A spinning wheel on a fireworks display is initially rotating in a counterclockwise direction. The wheel has an angular acceleration of -4.46 rad/s2. Because of this acceleration, the angular velocity of the wheel changes from its initial value to a final value of -31.4 rad/s.

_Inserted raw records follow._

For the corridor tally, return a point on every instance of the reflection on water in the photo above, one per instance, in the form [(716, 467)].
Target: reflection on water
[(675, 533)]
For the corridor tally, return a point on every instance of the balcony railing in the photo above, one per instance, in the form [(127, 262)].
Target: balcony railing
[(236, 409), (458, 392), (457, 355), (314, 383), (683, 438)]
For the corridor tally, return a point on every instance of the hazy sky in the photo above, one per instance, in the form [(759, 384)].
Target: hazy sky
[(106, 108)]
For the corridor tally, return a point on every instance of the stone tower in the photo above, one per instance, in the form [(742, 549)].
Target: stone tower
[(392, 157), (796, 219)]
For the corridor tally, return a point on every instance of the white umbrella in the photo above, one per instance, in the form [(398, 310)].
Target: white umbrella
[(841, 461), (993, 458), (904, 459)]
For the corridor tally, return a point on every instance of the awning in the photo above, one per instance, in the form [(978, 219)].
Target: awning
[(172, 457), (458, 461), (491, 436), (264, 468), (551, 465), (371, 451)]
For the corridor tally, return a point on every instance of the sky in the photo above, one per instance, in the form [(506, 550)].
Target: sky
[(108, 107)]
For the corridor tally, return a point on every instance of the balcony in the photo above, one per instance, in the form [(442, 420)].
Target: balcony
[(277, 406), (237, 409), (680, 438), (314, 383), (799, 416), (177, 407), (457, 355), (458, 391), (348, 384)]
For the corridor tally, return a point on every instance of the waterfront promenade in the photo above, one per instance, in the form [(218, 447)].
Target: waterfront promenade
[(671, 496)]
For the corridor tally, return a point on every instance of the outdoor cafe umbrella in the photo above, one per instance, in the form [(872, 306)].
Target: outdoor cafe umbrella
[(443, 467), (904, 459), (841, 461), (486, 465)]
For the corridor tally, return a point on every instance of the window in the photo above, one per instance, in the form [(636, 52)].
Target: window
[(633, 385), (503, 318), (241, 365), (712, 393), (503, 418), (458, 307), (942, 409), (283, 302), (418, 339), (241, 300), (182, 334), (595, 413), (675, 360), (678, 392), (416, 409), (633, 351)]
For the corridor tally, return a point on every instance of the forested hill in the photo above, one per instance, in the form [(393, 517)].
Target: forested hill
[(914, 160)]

While this change occurs, the angular displacement of the wheel is zero. (Note the similarity to that of a ball being thrown vertically upward, coming to a momentary halt, and then falling downward to its initial position.) Find the time required for the change in the angular velocity to occur.

Answer 1

The time for the change in the angular velocity to occur is 14.08 secs

Step-by-step explanation:

From the question,

the angular acceleration is - 4.46 rad/s²

Angular acceleration is given by the formula below

`\alpha =(\omega -\omega _(o) )/(t - t_(o) )`

Where
`\alpha` is the angular acceleration

`\omega` is the final angular velocity

`\omega _(o)` is the initial angular velocity

`t` is the final time

`t_(o)` is the initial time

From the question

`\alpha` = - 4.46 rad/s²

`\omega _(o)` = 0 rad/s (starting from rest)

`\omega` = -31.4 rad/s

`t_(o)` = 0 s

Now, we will determine t

From
`\alpha =(\omega -\omega _(o) )/(t - t_(o) )`, then

`-4.46 = (-31.4 - 0)/(t - 0)`

`-4.46 = (-31.4)/(t)`

`t = (-31.4)/(-4.46)`

t = 7.04 secs

This is the time spent in one direction,

Since the angular displacement of the wheel is zero ( it returned to its initial position), then the time required for the change in the angular velocity will be twice this time, that is 2t

Hence,

The time is 2×7.04 secs = 14.08 secs

This is the time for the change in the angular velocity to occur.